Rutland is the smallest county in England, and indeed the smallest of them all after Clackmannanshire and Kinross-shire.
It sits squarely in the Midlands, between Northamptonshire to the south, Lincolnshire to the east and Leicestershire to the west.
Rutland is almost entirely agricultural, the only towns of any size being Oakham and Uppingham, both small and charming. Elsewhere Rutland is characterized by delightful villages, distinct according to their location: those in the east of the county are built mostly in oolitic limestone, those in the south and west more in warm limestone.

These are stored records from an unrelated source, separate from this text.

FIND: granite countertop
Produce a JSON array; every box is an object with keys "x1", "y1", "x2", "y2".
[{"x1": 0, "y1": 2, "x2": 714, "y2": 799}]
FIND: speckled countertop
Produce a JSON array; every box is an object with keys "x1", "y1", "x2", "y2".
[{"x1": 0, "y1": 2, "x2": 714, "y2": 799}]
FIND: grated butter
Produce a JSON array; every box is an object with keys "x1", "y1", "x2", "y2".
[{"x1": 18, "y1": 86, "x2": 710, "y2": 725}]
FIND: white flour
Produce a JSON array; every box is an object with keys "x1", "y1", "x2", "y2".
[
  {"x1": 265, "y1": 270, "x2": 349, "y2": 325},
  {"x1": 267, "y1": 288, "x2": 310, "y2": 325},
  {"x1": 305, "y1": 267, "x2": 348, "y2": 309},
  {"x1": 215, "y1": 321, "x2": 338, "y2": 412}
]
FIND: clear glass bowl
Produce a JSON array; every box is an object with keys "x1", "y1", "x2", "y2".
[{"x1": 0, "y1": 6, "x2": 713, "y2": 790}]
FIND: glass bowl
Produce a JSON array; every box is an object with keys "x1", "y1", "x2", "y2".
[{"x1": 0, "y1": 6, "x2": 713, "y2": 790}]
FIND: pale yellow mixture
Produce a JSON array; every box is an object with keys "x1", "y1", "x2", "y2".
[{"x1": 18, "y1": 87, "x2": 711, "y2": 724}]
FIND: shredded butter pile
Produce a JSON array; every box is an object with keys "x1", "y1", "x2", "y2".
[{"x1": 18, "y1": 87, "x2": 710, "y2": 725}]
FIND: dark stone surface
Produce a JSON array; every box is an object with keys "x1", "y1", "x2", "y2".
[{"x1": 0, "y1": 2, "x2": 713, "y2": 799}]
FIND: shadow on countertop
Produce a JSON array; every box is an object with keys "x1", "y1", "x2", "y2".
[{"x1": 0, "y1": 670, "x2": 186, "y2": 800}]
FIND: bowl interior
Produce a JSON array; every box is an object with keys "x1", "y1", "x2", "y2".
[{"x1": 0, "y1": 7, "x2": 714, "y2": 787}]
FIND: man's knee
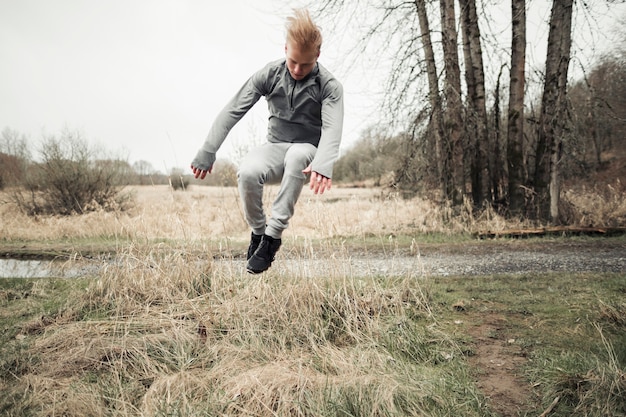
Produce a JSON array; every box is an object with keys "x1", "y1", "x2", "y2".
[
  {"x1": 285, "y1": 144, "x2": 316, "y2": 175},
  {"x1": 237, "y1": 165, "x2": 263, "y2": 188}
]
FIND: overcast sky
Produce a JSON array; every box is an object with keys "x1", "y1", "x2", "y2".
[
  {"x1": 0, "y1": 0, "x2": 374, "y2": 172},
  {"x1": 1, "y1": 0, "x2": 624, "y2": 173}
]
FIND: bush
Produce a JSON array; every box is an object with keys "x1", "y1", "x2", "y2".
[
  {"x1": 169, "y1": 168, "x2": 190, "y2": 191},
  {"x1": 0, "y1": 128, "x2": 31, "y2": 188},
  {"x1": 0, "y1": 152, "x2": 24, "y2": 189},
  {"x1": 186, "y1": 159, "x2": 238, "y2": 188},
  {"x1": 332, "y1": 128, "x2": 406, "y2": 187},
  {"x1": 13, "y1": 129, "x2": 133, "y2": 215}
]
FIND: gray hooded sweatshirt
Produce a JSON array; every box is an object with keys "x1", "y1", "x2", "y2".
[{"x1": 201, "y1": 59, "x2": 344, "y2": 179}]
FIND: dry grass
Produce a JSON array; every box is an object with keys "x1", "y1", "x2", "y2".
[
  {"x1": 2, "y1": 184, "x2": 625, "y2": 416},
  {"x1": 6, "y1": 242, "x2": 485, "y2": 417},
  {"x1": 562, "y1": 180, "x2": 626, "y2": 226},
  {"x1": 4, "y1": 247, "x2": 624, "y2": 416},
  {"x1": 0, "y1": 184, "x2": 536, "y2": 244},
  {"x1": 3, "y1": 183, "x2": 624, "y2": 247}
]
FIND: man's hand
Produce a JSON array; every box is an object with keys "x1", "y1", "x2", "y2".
[
  {"x1": 302, "y1": 165, "x2": 331, "y2": 195},
  {"x1": 190, "y1": 149, "x2": 216, "y2": 179}
]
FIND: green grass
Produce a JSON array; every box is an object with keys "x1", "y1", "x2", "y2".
[
  {"x1": 433, "y1": 272, "x2": 626, "y2": 416},
  {"x1": 0, "y1": 277, "x2": 91, "y2": 416},
  {"x1": 1, "y1": 250, "x2": 624, "y2": 416},
  {"x1": 2, "y1": 233, "x2": 624, "y2": 261}
]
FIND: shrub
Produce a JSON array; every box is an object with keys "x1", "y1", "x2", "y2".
[
  {"x1": 169, "y1": 168, "x2": 190, "y2": 191},
  {"x1": 186, "y1": 159, "x2": 238, "y2": 188},
  {"x1": 13, "y1": 129, "x2": 133, "y2": 215},
  {"x1": 0, "y1": 152, "x2": 24, "y2": 189},
  {"x1": 0, "y1": 128, "x2": 31, "y2": 188}
]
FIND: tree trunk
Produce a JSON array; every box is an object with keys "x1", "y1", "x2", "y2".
[
  {"x1": 534, "y1": 0, "x2": 573, "y2": 222},
  {"x1": 507, "y1": 0, "x2": 526, "y2": 216},
  {"x1": 440, "y1": 0, "x2": 465, "y2": 205},
  {"x1": 414, "y1": 0, "x2": 447, "y2": 201},
  {"x1": 551, "y1": 0, "x2": 572, "y2": 222},
  {"x1": 586, "y1": 87, "x2": 602, "y2": 168},
  {"x1": 492, "y1": 67, "x2": 504, "y2": 203},
  {"x1": 459, "y1": 0, "x2": 489, "y2": 208}
]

Rutland is a well watered place; the Eye Brook, the Chater, and the Gwash flowing through green vales between rolling hills. The south-eastern border is the Welland. The Gwash was dammed in the 1970s, flooding a huge area for a reservoir; Rutland Water. Although its construction was the subject of considerable opposition and involved the demolition of the hamlet of Nether Hambleton, Rutland Water today provides a major recreational resource to the county and is a wetland of international wildlife importance. Around Uppingham the ground rises into broken and picturesque scenery.
The county town, Oakham lies in the Vale of Catmose. It is a small, charming market town centred around a small square and market-cross. Oakham Castle, within the town, is a fortified manor house with an important 12th century great hall and home of an extraordinary collection of presentation horseshoes.
County Town: Oakham
Main Towns: Cottesmore, Ketton, Oakham, Market Overton, Uppingham.
Main Rivers: Welland, Eye, Gwash, Chater.
Highlights: Market place, Oakham; Oakham School; Rutland Water.
Highest Point: Flitteriss Park, 646 feet (SK 827 085).